Revoltada com a morte do filho, morto no último dia 11 de dezembro durante uma operação da Polícia Militar na Cidade de Deus, Zona Oeste do Rio de Janeiro, a cantora Tati Quebra Barraco informou que irá mover um processo contra o Estado do Rio de Janeiro pelas circunstâncias em que Yuri Lourenço da Silva, de 19 anos, foi morto.

“Não queira imaginar como estamos sofrendo. Deus fez o filho para enterrar sua mãe e não uma mãe enterrar seu filho. Isso é muito triste!
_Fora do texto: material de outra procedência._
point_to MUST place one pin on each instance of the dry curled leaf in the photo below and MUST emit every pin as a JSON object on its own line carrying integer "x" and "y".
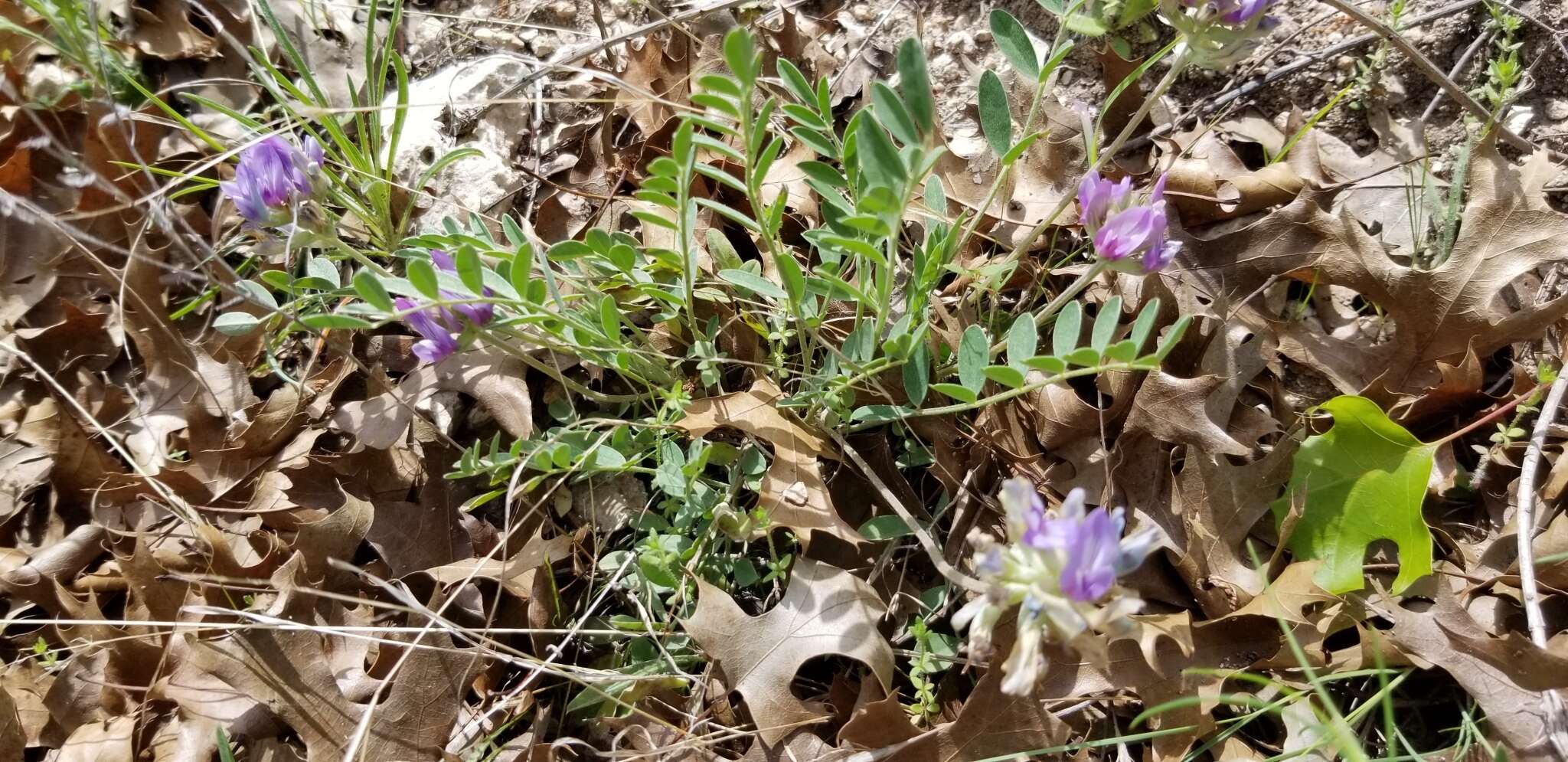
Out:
{"x": 1517, "y": 714}
{"x": 825, "y": 610}
{"x": 794, "y": 492}
{"x": 1439, "y": 316}
{"x": 290, "y": 673}
{"x": 493, "y": 378}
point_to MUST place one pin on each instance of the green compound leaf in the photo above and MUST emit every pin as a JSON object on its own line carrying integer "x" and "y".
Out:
{"x": 996, "y": 116}
{"x": 1361, "y": 480}
{"x": 1015, "y": 44}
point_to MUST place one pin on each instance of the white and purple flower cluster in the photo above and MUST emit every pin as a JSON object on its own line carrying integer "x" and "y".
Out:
{"x": 439, "y": 325}
{"x": 1129, "y": 237}
{"x": 273, "y": 178}
{"x": 1220, "y": 31}
{"x": 1060, "y": 568}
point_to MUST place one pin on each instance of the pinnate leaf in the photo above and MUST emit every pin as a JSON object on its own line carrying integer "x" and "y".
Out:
{"x": 1015, "y": 44}
{"x": 825, "y": 610}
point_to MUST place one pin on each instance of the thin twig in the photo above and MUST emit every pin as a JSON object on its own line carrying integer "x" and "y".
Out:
{"x": 1442, "y": 80}
{"x": 932, "y": 549}
{"x": 1524, "y": 524}
{"x": 1302, "y": 61}
{"x": 864, "y": 44}
{"x": 1454, "y": 73}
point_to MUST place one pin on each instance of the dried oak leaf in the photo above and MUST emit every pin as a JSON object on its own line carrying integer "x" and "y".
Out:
{"x": 1435, "y": 640}
{"x": 1177, "y": 410}
{"x": 13, "y": 737}
{"x": 101, "y": 742}
{"x": 825, "y": 610}
{"x": 1197, "y": 667}
{"x": 1440, "y": 316}
{"x": 514, "y": 574}
{"x": 493, "y": 378}
{"x": 1219, "y": 504}
{"x": 292, "y": 675}
{"x": 794, "y": 492}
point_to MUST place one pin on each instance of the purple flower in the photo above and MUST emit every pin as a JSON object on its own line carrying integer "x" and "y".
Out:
{"x": 1098, "y": 195}
{"x": 438, "y": 325}
{"x": 1092, "y": 555}
{"x": 273, "y": 175}
{"x": 1217, "y": 34}
{"x": 1129, "y": 237}
{"x": 438, "y": 329}
{"x": 1246, "y": 10}
{"x": 479, "y": 314}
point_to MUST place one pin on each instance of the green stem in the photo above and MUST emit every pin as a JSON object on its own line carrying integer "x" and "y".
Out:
{"x": 1178, "y": 64}
{"x": 1008, "y": 394}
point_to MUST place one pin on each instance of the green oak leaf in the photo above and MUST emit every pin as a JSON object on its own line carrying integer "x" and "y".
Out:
{"x": 1360, "y": 482}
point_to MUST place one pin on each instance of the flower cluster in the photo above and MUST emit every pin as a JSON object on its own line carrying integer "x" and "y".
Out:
{"x": 1220, "y": 31}
{"x": 272, "y": 178}
{"x": 1129, "y": 237}
{"x": 439, "y": 325}
{"x": 1060, "y": 570}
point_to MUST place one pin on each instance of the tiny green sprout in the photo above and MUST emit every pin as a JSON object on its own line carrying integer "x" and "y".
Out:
{"x": 44, "y": 654}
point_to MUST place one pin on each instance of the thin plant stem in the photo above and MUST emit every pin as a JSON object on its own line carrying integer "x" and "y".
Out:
{"x": 1181, "y": 58}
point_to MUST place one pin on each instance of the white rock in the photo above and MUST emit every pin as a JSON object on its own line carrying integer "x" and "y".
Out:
{"x": 474, "y": 182}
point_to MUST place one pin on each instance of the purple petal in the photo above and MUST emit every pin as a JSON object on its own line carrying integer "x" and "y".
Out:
{"x": 1158, "y": 195}
{"x": 247, "y": 200}
{"x": 1128, "y": 233}
{"x": 1092, "y": 560}
{"x": 1246, "y": 10}
{"x": 432, "y": 350}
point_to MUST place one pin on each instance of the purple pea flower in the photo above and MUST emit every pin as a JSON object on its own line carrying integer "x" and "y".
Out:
{"x": 1129, "y": 237}
{"x": 479, "y": 314}
{"x": 438, "y": 328}
{"x": 273, "y": 175}
{"x": 438, "y": 325}
{"x": 1246, "y": 10}
{"x": 1217, "y": 34}
{"x": 1060, "y": 570}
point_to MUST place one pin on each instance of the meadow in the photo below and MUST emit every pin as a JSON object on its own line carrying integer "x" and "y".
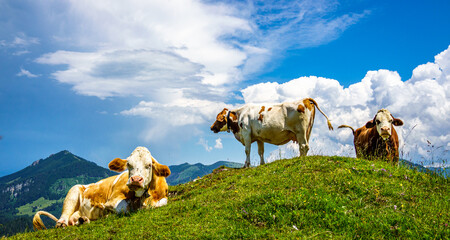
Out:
{"x": 313, "y": 197}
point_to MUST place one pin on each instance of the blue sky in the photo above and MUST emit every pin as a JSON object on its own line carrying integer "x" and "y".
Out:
{"x": 99, "y": 79}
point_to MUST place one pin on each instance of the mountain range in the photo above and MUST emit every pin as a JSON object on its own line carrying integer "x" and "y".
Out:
{"x": 44, "y": 184}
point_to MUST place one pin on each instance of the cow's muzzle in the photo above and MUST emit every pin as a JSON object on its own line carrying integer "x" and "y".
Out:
{"x": 136, "y": 182}
{"x": 214, "y": 129}
{"x": 385, "y": 132}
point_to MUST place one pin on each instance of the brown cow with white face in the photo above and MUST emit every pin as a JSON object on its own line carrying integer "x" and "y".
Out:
{"x": 143, "y": 185}
{"x": 378, "y": 138}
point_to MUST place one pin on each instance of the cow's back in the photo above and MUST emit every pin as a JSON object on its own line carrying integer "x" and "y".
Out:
{"x": 276, "y": 123}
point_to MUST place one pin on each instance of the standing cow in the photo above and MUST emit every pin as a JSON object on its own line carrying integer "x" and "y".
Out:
{"x": 142, "y": 185}
{"x": 276, "y": 124}
{"x": 378, "y": 138}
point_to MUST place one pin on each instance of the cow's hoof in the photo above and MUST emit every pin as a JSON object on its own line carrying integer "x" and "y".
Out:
{"x": 83, "y": 220}
{"x": 61, "y": 225}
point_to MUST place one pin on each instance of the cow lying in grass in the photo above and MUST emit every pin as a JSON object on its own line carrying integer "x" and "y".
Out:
{"x": 142, "y": 185}
{"x": 378, "y": 138}
{"x": 276, "y": 124}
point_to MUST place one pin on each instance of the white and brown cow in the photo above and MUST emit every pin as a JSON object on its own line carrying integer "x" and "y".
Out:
{"x": 378, "y": 138}
{"x": 142, "y": 185}
{"x": 276, "y": 124}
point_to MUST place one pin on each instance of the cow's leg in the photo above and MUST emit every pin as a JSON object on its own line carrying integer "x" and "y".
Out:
{"x": 302, "y": 143}
{"x": 248, "y": 146}
{"x": 77, "y": 219}
{"x": 70, "y": 206}
{"x": 261, "y": 152}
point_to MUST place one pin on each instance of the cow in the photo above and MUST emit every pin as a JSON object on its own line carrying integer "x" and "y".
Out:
{"x": 275, "y": 124}
{"x": 378, "y": 138}
{"x": 143, "y": 185}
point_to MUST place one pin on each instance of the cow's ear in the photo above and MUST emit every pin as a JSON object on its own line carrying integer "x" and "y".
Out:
{"x": 370, "y": 124}
{"x": 118, "y": 165}
{"x": 161, "y": 170}
{"x": 397, "y": 122}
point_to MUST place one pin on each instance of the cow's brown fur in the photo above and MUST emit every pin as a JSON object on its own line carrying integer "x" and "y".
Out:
{"x": 370, "y": 145}
{"x": 300, "y": 108}
{"x": 104, "y": 195}
{"x": 261, "y": 116}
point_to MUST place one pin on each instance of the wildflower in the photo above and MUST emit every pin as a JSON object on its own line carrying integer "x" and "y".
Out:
{"x": 243, "y": 210}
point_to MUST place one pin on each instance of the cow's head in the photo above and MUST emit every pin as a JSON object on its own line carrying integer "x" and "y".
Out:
{"x": 384, "y": 121}
{"x": 142, "y": 167}
{"x": 221, "y": 122}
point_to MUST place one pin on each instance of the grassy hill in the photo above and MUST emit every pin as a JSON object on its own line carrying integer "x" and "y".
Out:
{"x": 308, "y": 197}
{"x": 186, "y": 172}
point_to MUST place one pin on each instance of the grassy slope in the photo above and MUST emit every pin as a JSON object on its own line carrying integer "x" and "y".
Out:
{"x": 322, "y": 197}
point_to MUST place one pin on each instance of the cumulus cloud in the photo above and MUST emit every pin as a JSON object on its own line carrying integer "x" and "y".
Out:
{"x": 421, "y": 102}
{"x": 19, "y": 41}
{"x": 26, "y": 73}
{"x": 170, "y": 52}
{"x": 204, "y": 143}
{"x": 218, "y": 144}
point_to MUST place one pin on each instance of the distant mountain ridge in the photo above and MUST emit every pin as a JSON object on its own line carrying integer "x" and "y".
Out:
{"x": 44, "y": 184}
{"x": 40, "y": 186}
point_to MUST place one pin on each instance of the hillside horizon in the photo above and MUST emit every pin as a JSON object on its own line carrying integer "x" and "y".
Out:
{"x": 305, "y": 197}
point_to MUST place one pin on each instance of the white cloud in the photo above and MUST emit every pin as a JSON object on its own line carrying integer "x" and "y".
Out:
{"x": 204, "y": 143}
{"x": 26, "y": 73}
{"x": 21, "y": 40}
{"x": 218, "y": 144}
{"x": 421, "y": 102}
{"x": 177, "y": 54}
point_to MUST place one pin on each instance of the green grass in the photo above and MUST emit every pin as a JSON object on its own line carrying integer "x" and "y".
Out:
{"x": 310, "y": 197}
{"x": 31, "y": 208}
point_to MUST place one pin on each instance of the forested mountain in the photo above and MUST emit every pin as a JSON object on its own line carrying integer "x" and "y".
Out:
{"x": 41, "y": 186}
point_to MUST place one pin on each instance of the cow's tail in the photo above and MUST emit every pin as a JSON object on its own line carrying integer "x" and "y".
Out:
{"x": 37, "y": 221}
{"x": 343, "y": 126}
{"x": 330, "y": 127}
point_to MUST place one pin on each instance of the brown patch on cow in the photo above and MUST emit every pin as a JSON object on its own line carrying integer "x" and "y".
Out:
{"x": 98, "y": 193}
{"x": 308, "y": 104}
{"x": 260, "y": 115}
{"x": 220, "y": 121}
{"x": 369, "y": 144}
{"x": 118, "y": 165}
{"x": 300, "y": 108}
{"x": 159, "y": 169}
{"x": 234, "y": 126}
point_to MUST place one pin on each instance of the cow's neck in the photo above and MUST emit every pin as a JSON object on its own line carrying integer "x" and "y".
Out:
{"x": 137, "y": 202}
{"x": 232, "y": 122}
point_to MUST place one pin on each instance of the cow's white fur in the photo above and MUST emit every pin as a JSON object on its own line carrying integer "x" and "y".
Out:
{"x": 383, "y": 121}
{"x": 280, "y": 123}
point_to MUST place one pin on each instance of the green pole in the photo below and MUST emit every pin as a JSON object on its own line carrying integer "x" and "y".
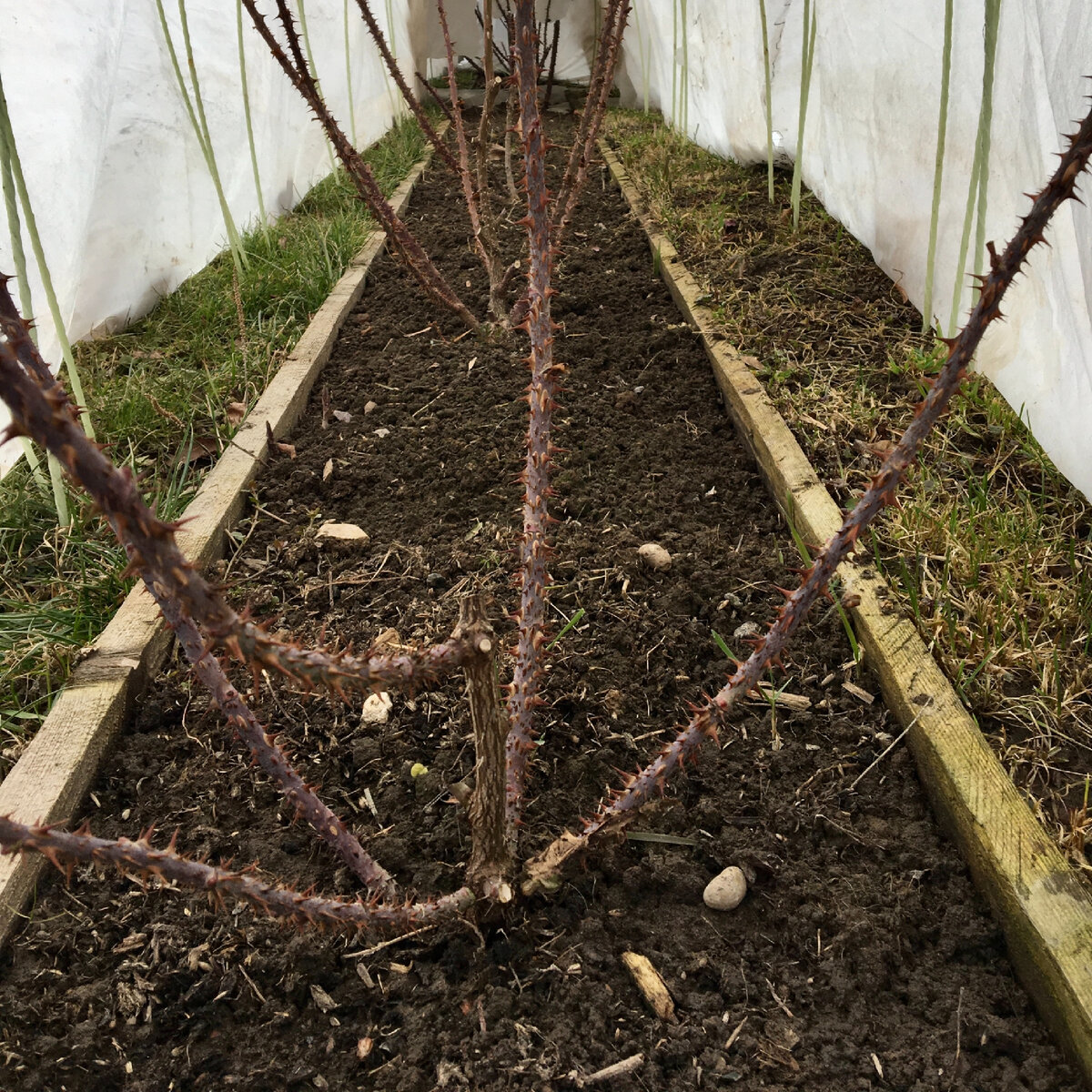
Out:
{"x": 938, "y": 170}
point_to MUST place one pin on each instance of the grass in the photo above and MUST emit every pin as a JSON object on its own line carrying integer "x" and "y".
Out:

O Natal e o Ano Novo são momentos familiares e, já que um pedaço meu se foi, só celebrarei no meu canto, chorando e lembrando dos bons momentos em que passei com o Yuri”, resume ela, em entrevista ao EGO.

A funkeira também garantiu que irá comparecer à Delegacia de Repressão aos Crimes de Informática na próxima semana para registrar ocorrência de racismo e discurso de ódio manifestado em suas redes sociais.

“Meu filho levou quatro tiros na cara, e o peito dele estava queimado de pólvora, o que dá a entender que o tiro foi a queima roupa. Yuri não estava armado e não teve como reagir. E o mais impressionante é que eles (os policiais militares) disseram que houve troca de tiros. Não existiu a resistência de Yuri como os policiais afirmam. Os PMs cansam de dar desculpas quando fazem atitudes assim. Não podemos aceitar isso! Portanto, eles devem ser melhor treinados, e a responsabilidade é do Estado”, desabafou.

“Desses seres humanos, se é que posso chamar assim, né? Não quero um tostão. Quero que cada um faça serviço comunitário ou distribua cestas básicas para comunidades carentes”, disse Tati.